I tried to run away once.

I didn’t know what I was doing or where I was going and I didn’t take anything with me, I just ended up under the bridge over the old creek bed behind the school and cried and didn’t know what to do.

I was probably about 10 or 11, and I failed miserably in my attempt to run. In fact, each time, still, I fail in my attempts to run.

But actually, I was certain I had it all worked out a long time ago, and my failure to carry it out has not put a stop to it once and for all.

I’ve known the answer of how to live without feeling sad or troubled or sorry or judged or hurt or worried or. . . well, add your favourite negative emotion.

I realised when I was about 9 that my friends could make me feel sad because they were mean and disloyal and that they said things behind my back and excluded me from things.

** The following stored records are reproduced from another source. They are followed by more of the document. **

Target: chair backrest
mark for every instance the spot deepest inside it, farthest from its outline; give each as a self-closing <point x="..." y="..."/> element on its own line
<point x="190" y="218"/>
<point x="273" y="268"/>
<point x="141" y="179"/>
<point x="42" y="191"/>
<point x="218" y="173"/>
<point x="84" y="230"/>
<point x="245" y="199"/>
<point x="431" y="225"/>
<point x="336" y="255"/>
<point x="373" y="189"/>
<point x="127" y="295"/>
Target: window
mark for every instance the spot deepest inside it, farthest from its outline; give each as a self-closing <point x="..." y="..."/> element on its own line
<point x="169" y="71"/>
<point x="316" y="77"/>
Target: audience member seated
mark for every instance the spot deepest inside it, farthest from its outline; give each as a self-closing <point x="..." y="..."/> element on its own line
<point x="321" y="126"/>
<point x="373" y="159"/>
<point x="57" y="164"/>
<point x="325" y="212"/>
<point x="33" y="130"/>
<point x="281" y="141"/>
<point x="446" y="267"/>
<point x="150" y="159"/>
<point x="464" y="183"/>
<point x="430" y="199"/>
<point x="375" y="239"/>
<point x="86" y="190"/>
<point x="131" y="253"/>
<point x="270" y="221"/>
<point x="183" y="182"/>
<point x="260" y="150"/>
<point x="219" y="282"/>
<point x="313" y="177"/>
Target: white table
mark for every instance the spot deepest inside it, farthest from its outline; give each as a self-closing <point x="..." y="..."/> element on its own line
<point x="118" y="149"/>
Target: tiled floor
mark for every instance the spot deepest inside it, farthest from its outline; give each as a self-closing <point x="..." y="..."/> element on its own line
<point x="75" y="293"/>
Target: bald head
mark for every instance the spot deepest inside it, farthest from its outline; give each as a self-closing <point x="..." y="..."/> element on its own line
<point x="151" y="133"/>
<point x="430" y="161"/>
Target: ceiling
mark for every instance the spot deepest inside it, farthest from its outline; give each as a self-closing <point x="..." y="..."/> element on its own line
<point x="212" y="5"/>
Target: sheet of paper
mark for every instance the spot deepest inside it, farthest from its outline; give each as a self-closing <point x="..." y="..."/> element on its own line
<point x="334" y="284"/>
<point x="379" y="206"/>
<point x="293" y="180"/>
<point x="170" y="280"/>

I realised when I was about 12 that I was a sponge and I could feel the sad of others. Then I started realising that bad things happened to other people too and it made them sad and so I would feel sad because I didn’t want them to be sad and I was helpless to change it. When I was about 16, I thought that I finaly realised that all of that was probably more likely than not, my fault.

It took me a bit longer to realise that there was probably only one option left.

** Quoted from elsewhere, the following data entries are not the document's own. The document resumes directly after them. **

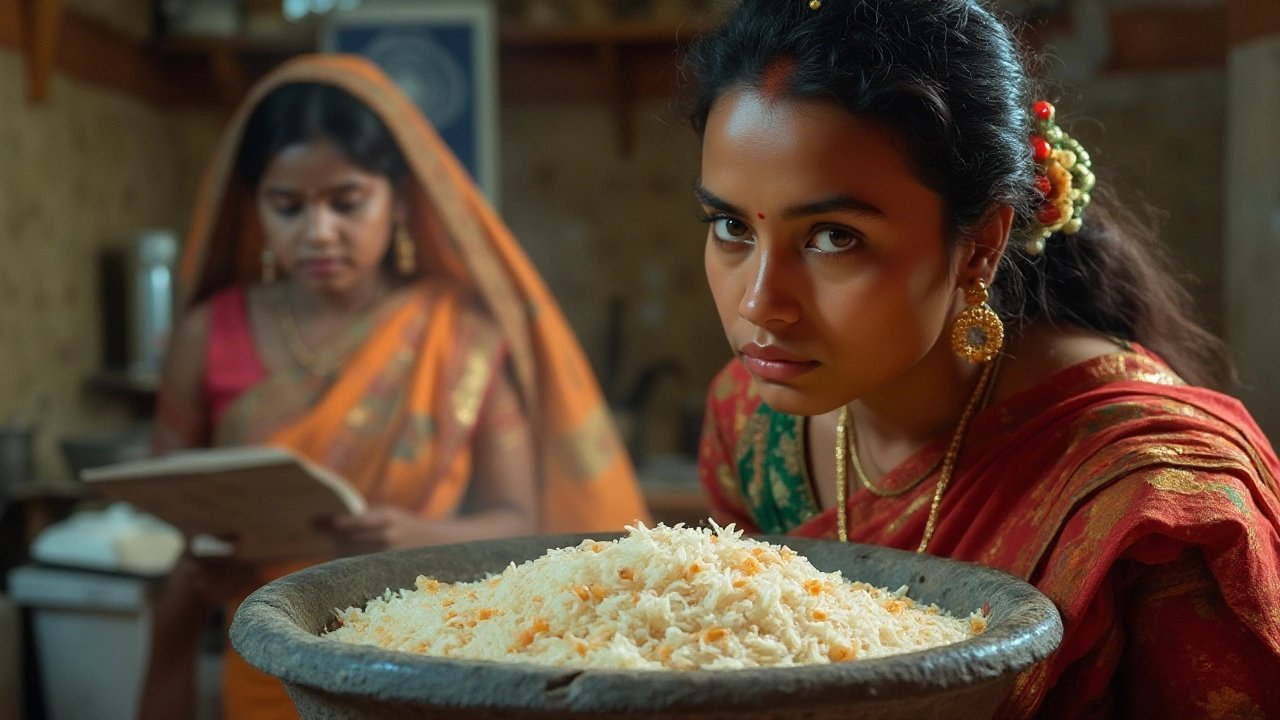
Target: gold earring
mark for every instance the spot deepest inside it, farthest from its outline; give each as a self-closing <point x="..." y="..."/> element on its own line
<point x="977" y="335"/>
<point x="406" y="253"/>
<point x="268" y="265"/>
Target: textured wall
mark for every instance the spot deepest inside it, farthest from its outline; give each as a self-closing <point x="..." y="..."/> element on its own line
<point x="599" y="224"/>
<point x="80" y="173"/>
<point x="1253" y="227"/>
<point x="1161" y="139"/>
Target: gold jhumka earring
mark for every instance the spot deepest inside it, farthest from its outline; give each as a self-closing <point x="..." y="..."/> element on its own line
<point x="268" y="265"/>
<point x="406" y="253"/>
<point x="977" y="336"/>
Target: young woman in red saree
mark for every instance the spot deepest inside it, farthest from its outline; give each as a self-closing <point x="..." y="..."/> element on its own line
<point x="869" y="171"/>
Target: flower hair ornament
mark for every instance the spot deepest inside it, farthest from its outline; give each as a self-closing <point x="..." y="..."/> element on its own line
<point x="1064" y="178"/>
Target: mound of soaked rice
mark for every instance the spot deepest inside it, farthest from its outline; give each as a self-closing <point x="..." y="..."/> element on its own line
<point x="673" y="598"/>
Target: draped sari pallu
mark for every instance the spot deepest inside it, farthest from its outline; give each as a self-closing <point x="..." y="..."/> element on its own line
<point x="397" y="417"/>
<point x="1146" y="509"/>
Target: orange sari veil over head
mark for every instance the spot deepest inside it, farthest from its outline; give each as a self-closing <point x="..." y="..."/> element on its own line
<point x="588" y="482"/>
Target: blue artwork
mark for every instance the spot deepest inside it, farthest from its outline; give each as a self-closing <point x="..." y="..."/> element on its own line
<point x="434" y="64"/>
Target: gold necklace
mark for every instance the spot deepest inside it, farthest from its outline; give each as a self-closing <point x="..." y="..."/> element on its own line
<point x="949" y="460"/>
<point x="311" y="361"/>
<point x="928" y="473"/>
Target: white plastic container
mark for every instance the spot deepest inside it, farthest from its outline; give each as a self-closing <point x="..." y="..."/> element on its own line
<point x="92" y="636"/>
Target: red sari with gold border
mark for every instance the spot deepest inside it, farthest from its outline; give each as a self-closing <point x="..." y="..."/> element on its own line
<point x="1146" y="509"/>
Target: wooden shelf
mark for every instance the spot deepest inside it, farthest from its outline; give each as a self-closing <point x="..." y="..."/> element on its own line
<point x="613" y="33"/>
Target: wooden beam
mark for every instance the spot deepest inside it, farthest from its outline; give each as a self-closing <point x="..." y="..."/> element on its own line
<point x="565" y="64"/>
<point x="1251" y="19"/>
<point x="44" y="19"/>
<point x="10" y="24"/>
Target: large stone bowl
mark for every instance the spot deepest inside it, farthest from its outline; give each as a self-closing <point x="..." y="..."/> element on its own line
<point x="277" y="630"/>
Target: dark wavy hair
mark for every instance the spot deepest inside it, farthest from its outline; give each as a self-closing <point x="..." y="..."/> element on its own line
<point x="950" y="78"/>
<point x="305" y="112"/>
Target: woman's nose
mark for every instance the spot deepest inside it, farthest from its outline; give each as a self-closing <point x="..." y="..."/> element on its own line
<point x="321" y="224"/>
<point x="771" y="294"/>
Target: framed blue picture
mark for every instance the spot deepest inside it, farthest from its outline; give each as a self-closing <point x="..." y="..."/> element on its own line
<point x="444" y="55"/>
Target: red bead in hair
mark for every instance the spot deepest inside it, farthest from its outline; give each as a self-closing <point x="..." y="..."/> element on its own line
<point x="1041" y="149"/>
<point x="1043" y="186"/>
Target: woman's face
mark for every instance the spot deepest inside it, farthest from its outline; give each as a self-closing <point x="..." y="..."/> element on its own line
<point x="328" y="220"/>
<point x="826" y="255"/>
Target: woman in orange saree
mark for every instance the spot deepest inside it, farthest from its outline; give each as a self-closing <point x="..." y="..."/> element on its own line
<point x="874" y="173"/>
<point x="449" y="390"/>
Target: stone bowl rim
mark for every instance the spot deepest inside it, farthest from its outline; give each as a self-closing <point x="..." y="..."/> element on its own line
<point x="1004" y="650"/>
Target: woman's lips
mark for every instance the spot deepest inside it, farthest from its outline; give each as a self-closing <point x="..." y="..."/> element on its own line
<point x="773" y="364"/>
<point x="321" y="267"/>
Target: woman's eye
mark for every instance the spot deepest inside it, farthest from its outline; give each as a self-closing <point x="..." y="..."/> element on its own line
<point x="727" y="229"/>
<point x="832" y="240"/>
<point x="346" y="204"/>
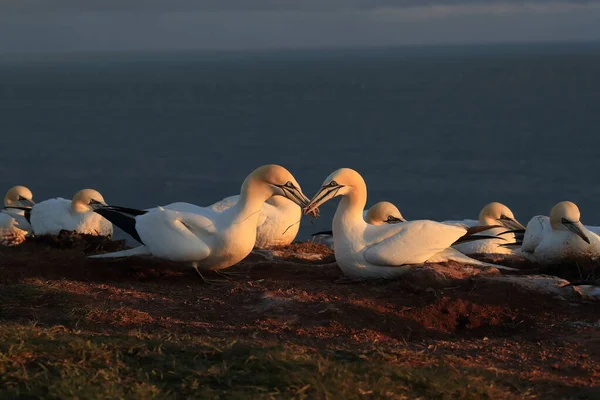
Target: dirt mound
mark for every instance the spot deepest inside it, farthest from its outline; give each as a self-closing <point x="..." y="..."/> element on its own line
<point x="466" y="316"/>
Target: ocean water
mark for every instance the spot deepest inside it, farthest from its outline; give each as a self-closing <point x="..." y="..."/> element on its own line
<point x="439" y="131"/>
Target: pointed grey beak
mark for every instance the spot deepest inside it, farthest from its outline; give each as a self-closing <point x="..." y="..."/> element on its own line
<point x="27" y="203"/>
<point x="326" y="193"/>
<point x="394" y="220"/>
<point x="577" y="228"/>
<point x="295" y="195"/>
<point x="510" y="223"/>
<point x="94" y="204"/>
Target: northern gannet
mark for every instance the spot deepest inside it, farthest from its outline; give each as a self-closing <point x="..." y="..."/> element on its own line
<point x="13" y="224"/>
<point x="382" y="251"/>
<point x="493" y="214"/>
<point x="208" y="239"/>
<point x="54" y="215"/>
<point x="380" y="213"/>
<point x="278" y="222"/>
<point x="560" y="238"/>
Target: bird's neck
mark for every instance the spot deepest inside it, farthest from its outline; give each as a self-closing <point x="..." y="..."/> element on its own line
<point x="349" y="214"/>
<point x="252" y="197"/>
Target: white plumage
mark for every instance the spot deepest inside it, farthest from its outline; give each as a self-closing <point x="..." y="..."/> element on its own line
<point x="380" y="251"/>
<point x="14" y="227"/>
<point x="53" y="215"/>
<point x="211" y="240"/>
<point x="560" y="238"/>
<point x="492" y="214"/>
<point x="278" y="222"/>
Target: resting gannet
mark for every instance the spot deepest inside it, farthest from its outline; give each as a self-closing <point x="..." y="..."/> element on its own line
<point x="560" y="238"/>
<point x="493" y="214"/>
<point x="54" y="215"/>
<point x="380" y="213"/>
<point x="278" y="222"/>
<point x="13" y="224"/>
<point x="367" y="251"/>
<point x="209" y="240"/>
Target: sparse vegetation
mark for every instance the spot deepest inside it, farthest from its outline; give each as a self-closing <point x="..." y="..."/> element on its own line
<point x="141" y="329"/>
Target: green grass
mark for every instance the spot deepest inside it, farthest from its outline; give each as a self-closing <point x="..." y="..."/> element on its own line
<point x="39" y="362"/>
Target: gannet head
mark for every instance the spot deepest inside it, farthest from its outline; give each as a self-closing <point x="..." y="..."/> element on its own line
<point x="274" y="180"/>
<point x="339" y="183"/>
<point x="384" y="212"/>
<point x="565" y="215"/>
<point x="497" y="213"/>
<point x="87" y="200"/>
<point x="19" y="196"/>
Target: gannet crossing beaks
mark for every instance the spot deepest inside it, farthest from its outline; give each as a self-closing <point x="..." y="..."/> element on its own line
<point x="368" y="251"/>
<point x="208" y="239"/>
<point x="328" y="191"/>
<point x="293" y="193"/>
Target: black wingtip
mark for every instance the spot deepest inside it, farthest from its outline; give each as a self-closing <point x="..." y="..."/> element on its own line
<point x="126" y="210"/>
<point x="124" y="220"/>
<point x="472" y="238"/>
<point x="26" y="214"/>
<point x="330" y="233"/>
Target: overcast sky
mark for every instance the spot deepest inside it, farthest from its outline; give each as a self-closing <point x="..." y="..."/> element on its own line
<point x="107" y="25"/>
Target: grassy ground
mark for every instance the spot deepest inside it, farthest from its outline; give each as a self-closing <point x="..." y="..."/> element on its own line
<point x="57" y="362"/>
<point x="140" y="329"/>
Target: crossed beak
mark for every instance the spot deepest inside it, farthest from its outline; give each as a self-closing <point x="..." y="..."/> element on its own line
<point x="511" y="223"/>
<point x="295" y="195"/>
<point x="395" y="220"/>
<point x="577" y="228"/>
<point x="27" y="203"/>
<point x="94" y="204"/>
<point x="326" y="193"/>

I was going to become a hermit.

Absolutely, that was the best way to live, I decided, being alone I could do and be whatever and whoever I wanted and no one would make me sad because no one else would be there. I wouldn’t be sad because of something they had done to me nor sad for them becasue of something somebody/something else had done to them. I would choose not to care about anybody, be nothing but a bit lump of introspection and no one else had to get involved.

When I ruled out a mountain cave in Tibet, I decided that I would never get married, never have any close friends, never talk to anyone, I would have an apartment full of cats and floor to ceiling books and would earn my living by being an anonymous author with some cryptic but vaguely mysterious and intriguing pseudonym. Me, myself, and I. . . and the cats. Yes, I had always known that running away was the answer.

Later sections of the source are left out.